12.5 sin(0.06 t)
What rule would I use to differentiate it?
I presume you know what the differential of the sine function is. Is that correct?
Now you use a substitution and the chain rule.
$y = 12.5sin(0.06t).$
$u = 0.06t \implies \dfrac{du}{dx} = what?$
$Also\ u = 0.06t \implies y = 12.5sin(u) \implies \dfrac{dy}{du} = what?$
How do you calculate $\dfrac{dy}{dx}$ knowing $\dfrac{du}{dx}$ and $\dfrac{dy}{du}$?
First, I see that I made an error in my first post. I should have been using dt, not dx. That may have confused you. If so, I apologize.
$y = 12.5sin(0.06t).$
$Let\ u = 0.06t \implies \dfrac{du}{dt} = 0.06.$ You were right here.
$Also\ u = 0.06t \implies y = 12.5sin(u) \implies \dfrac{dy}{du} = 12.5cos(u) = 12.5cos(0.06t).$
$\therefore \dfrac{dy}{dx} = \dfrac{dy}{du} * \dfrac{du}{dt} = 0.06 * 12.5cos(0.06t) = 0.75cos(0.06t).$
It is not technically incorrect to leave an arithmetic expression in an answer, but if the arithmetic expression is easily computable, I think it is good form to do the computation. So I would not give an answer of 0.06 * 12.5cos(0.06t).

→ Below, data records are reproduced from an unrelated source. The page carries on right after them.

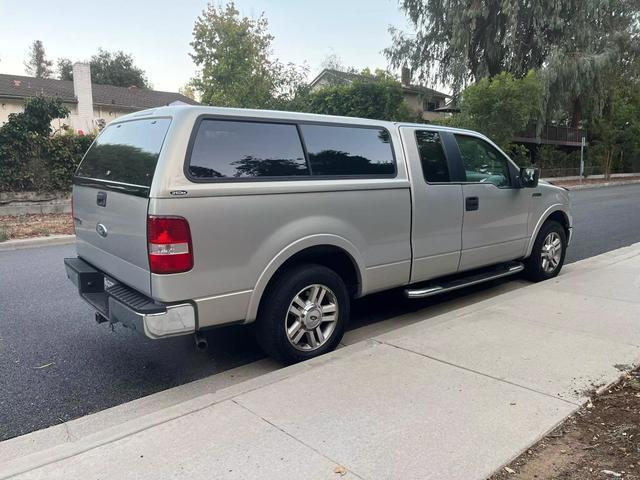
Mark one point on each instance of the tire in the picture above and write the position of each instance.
(543, 263)
(321, 319)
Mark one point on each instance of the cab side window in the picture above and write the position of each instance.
(482, 162)
(434, 162)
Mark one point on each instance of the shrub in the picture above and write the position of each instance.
(32, 159)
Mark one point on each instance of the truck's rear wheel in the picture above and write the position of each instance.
(304, 313)
(547, 255)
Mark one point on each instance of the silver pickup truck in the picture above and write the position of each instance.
(189, 218)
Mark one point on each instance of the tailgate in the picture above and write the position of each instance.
(113, 238)
(111, 199)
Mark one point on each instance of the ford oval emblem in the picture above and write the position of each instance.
(102, 230)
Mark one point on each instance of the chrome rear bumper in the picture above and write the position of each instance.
(115, 302)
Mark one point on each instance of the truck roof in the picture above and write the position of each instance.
(195, 111)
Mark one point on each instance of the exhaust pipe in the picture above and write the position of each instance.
(201, 342)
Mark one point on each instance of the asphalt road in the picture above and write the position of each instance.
(56, 364)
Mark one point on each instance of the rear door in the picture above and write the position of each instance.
(437, 203)
(111, 199)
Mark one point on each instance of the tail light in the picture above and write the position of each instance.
(169, 240)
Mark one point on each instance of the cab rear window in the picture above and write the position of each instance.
(126, 152)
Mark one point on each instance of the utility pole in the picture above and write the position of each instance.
(584, 141)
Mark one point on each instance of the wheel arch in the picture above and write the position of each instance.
(555, 212)
(331, 251)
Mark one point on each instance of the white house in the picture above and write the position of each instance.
(91, 105)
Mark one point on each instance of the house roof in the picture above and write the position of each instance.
(17, 86)
(348, 77)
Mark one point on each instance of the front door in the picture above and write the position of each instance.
(496, 212)
(436, 203)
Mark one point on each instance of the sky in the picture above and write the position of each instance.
(157, 33)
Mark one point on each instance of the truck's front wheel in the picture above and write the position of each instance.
(304, 313)
(547, 255)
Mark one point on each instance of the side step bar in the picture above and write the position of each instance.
(430, 290)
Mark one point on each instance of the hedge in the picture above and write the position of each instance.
(33, 159)
(37, 163)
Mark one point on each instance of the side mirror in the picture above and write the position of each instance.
(529, 177)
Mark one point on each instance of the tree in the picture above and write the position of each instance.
(23, 141)
(575, 43)
(378, 97)
(37, 64)
(108, 68)
(500, 107)
(187, 91)
(616, 134)
(116, 69)
(236, 68)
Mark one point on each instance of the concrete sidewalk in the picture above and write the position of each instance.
(455, 396)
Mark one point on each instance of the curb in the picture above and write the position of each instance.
(78, 436)
(37, 242)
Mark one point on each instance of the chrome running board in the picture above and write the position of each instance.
(432, 289)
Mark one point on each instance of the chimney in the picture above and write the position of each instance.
(83, 92)
(405, 77)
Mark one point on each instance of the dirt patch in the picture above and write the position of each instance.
(600, 441)
(27, 226)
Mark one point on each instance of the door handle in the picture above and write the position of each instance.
(471, 203)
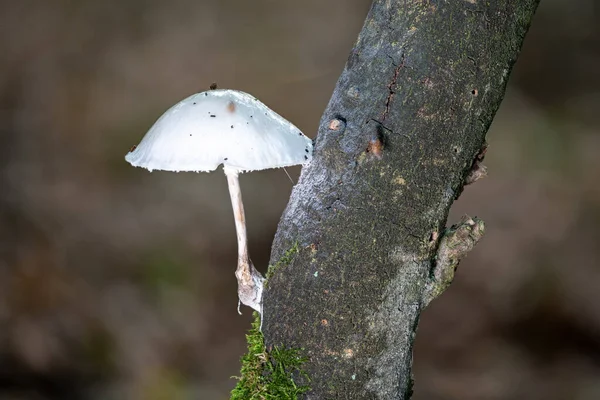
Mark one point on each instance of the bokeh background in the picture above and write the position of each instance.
(116, 283)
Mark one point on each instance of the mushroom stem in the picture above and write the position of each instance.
(250, 281)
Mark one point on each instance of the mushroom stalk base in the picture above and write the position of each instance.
(250, 281)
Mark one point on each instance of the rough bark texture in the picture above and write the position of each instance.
(401, 133)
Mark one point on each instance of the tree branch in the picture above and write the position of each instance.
(404, 128)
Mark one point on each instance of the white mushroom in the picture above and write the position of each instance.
(226, 127)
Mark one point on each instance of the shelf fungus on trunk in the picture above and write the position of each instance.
(236, 130)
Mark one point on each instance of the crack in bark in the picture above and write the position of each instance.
(392, 87)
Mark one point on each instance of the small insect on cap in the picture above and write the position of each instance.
(216, 127)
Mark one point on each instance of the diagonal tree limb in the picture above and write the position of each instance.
(405, 125)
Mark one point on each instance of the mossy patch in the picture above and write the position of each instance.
(269, 374)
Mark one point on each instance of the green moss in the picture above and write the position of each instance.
(287, 258)
(268, 374)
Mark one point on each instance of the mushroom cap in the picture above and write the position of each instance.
(216, 127)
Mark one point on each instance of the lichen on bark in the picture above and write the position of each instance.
(398, 139)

EDIT: A lot of the mechanics in differential calculus is just using substitutions to reduce a complex expression into one or more simple expressions that have a derivative you have memorized and then using the chain rule. The formal step of doing the substitutions explicitly is often skipped to save time (although it increases the risk of errors), but whenever you see something really complex or unknown to you, think about explicitly trying one or more substitutions.